The budget for NKLA’s program is approximately $240,000 per year and includes staff salaries, formula, incubators, food, litter and other supplies. People who aren’t able to volunteer can contribute by donating supplies or money, Peralta says. The group’s goal this year is to save 1,800 to 2,500 kittens.
Health and Social Needs
At the San Diego Humane Society and SPCA, the kitten nursery takes in litters of stray kittens and litters relinquished by owners, as well as kittens from other shelters that don’t have the resources and infrastructure to care for them. It’s cared for nearly 5,500 kittens since opening in 2009. The nursery is run by 24 staff members and 20 volunteers and holds up to 250 kittens at a time. It’s divided into three areas: one for neonatal kittens (birth to 2 weeks), one for kittens 2 to 4 weeks old, and a third for kittens 5 to 8 weeks old. Once the kittens reach 8 weeks old or weigh 2 pounds, they can be spayed or neutered and put up for adoption.

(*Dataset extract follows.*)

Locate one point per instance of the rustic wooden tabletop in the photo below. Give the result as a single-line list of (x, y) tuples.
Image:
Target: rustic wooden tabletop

Kittens are highly vulnerable to disease, so the medical team makes several rounds daily to check on them. “We constantly monitor these young kittens and provide any care they may need,” says nursery supervisor Jenny Bonomini. “We also have many protocols in place to ensure that diseases don’t spread.”
But nurseries don’t just meet kittens’ physical needs. The socialization period for kittens is early and brief, lasting only from 2 to 7 weeks of age. The handling and attention the kittens get while in the nursery helps make them more adoptable.
“Basically, it’s a safe haven,” NKLA’s Peralta says. “We bring them in, keep them warm, keep them fed, try to keep them healthy, try to find them foster homes and get them to the point where they … can go up on the adoption floor and find homes.”